The Entrepreneurial Spirit

By Robert Chute
[Practitioner Parables]

As a freshly minted massage therapist, I headed northwest and ended up in Edmonton, Alberta. I knew I was going to open a massage clinic, but I didn’t know anyone. I just knew I needed to work for myself.

I had to quickly find a place to work. I’d started up businesses before, so I knew this would be a very busy, creative, lucky time. I had mountains to climb, no rope to grasp, and no net below me.

Sometimes it seems there is an entrepreneurial deficit among massage therapists. That’s OK. Having your own business is not for everyone and many practitioners—for many good reasons—prefer to work for someone else. One colleague told me she loved going to work, massaging, and walking out without doing anything else. Accounting, advertising, and marketing—these were things the boss had to worry about, not her.

Well, that’s true. In fact, in many new, small practices, the employees may even make more money than the boss because payroll has to be met first.

But there is great fun and fulfillment in starting something bigger than yourself. I must admit, my career arrangement has more to do with what many people consider my character flaw: working for someone else feels like sandpaper on my frontal lobe. Everyone serves someone, but I need to wind my own clock.

As a massage therapist, we have many bosses. Each client is a boss in the sense that each requires our attendance, attention, and skilled care. Having many bosses is good because it would take a cataclysmic event (dancing on your table, nuclear war, zombie attack) for all your bosses to fire you at once.

But, of course, it’s a risk. In my first year, the risks I worried about most were financial. I was out there every day desperately fanning fledgling sparks to ignite my practice. Until the fire caught, I woke up each morning before dawn. Going out to promote myself and talk about the wonders of massage were the only ways to fan the flame. I did something every day to build my practice.

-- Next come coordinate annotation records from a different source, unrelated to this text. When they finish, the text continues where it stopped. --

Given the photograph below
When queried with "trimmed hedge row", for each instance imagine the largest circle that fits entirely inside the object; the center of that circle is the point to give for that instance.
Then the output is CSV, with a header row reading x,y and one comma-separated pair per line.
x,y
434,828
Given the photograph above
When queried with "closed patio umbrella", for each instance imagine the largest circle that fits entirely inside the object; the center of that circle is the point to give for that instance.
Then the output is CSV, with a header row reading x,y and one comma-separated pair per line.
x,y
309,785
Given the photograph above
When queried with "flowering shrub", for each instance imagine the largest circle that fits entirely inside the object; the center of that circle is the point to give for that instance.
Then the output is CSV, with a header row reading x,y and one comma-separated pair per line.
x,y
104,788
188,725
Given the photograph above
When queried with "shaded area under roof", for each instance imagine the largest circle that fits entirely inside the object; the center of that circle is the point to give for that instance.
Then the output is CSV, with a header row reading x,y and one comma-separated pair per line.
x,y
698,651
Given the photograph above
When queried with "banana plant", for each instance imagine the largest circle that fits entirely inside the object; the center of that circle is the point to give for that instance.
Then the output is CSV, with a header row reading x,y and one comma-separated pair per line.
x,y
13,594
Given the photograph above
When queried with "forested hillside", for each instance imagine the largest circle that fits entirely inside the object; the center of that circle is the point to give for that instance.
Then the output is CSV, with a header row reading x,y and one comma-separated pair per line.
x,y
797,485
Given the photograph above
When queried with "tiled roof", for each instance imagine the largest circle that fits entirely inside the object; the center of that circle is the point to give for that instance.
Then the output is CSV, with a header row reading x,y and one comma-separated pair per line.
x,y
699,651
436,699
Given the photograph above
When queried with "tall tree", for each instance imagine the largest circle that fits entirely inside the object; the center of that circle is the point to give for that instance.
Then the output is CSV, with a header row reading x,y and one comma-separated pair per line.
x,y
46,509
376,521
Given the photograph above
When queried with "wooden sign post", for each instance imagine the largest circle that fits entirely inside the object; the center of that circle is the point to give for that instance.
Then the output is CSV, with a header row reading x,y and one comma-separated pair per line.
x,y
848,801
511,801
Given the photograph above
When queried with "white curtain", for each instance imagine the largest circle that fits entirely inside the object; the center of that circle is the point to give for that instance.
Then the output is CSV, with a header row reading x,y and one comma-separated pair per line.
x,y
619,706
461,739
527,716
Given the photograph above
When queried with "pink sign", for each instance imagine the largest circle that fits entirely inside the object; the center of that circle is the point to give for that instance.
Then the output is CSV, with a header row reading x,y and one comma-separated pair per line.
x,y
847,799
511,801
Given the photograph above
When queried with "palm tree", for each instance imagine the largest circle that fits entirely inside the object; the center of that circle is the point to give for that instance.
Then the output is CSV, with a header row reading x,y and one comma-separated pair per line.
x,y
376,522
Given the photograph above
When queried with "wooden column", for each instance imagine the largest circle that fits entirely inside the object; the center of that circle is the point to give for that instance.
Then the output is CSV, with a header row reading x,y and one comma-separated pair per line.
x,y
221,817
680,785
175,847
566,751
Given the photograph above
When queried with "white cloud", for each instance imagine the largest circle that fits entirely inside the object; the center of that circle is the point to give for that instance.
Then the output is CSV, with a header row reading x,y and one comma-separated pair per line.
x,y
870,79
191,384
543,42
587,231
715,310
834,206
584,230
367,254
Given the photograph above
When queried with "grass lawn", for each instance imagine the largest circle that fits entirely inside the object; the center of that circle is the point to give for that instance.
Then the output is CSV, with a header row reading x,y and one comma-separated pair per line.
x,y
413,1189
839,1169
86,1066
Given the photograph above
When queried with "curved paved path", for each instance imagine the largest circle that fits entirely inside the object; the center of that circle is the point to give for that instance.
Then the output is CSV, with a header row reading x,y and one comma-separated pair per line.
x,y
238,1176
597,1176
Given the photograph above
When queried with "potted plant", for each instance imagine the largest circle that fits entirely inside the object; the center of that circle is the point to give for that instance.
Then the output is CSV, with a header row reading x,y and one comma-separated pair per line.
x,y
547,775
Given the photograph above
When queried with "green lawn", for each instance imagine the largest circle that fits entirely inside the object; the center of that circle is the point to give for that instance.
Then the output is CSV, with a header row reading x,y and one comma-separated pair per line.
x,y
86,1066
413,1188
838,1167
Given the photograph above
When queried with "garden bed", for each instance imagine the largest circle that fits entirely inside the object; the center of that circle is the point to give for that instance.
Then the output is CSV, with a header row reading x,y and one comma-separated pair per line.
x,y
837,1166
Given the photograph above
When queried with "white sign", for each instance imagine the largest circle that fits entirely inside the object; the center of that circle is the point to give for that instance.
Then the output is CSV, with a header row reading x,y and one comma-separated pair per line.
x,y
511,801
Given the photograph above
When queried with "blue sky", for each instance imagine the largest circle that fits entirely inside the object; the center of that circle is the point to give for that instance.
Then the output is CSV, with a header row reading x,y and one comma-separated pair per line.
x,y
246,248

Starting a practice is, in many ways, the best of times. Many roads and crossroads (and dead ends) lie ahead. You live in limbo wondering what the future holds, eager to see how your story will progress. You’re excited to help people. You never know whom you will meet around the next corner.

As a young therapist, I had much more missionary zeal than I do now. Now my energies are directed toward helping all those wonderful people I’ve already met. I’ve little room for new faces.

You’ve got a fresh pocketful of flashy new business cards and (luckily) dumb optimism. If you understood the odds against launching a small business and succeeding, you might instead be an informed coward who did not try.

As the saying goes: not trying is the only way to guarantee you’ll never fail. Or succeed.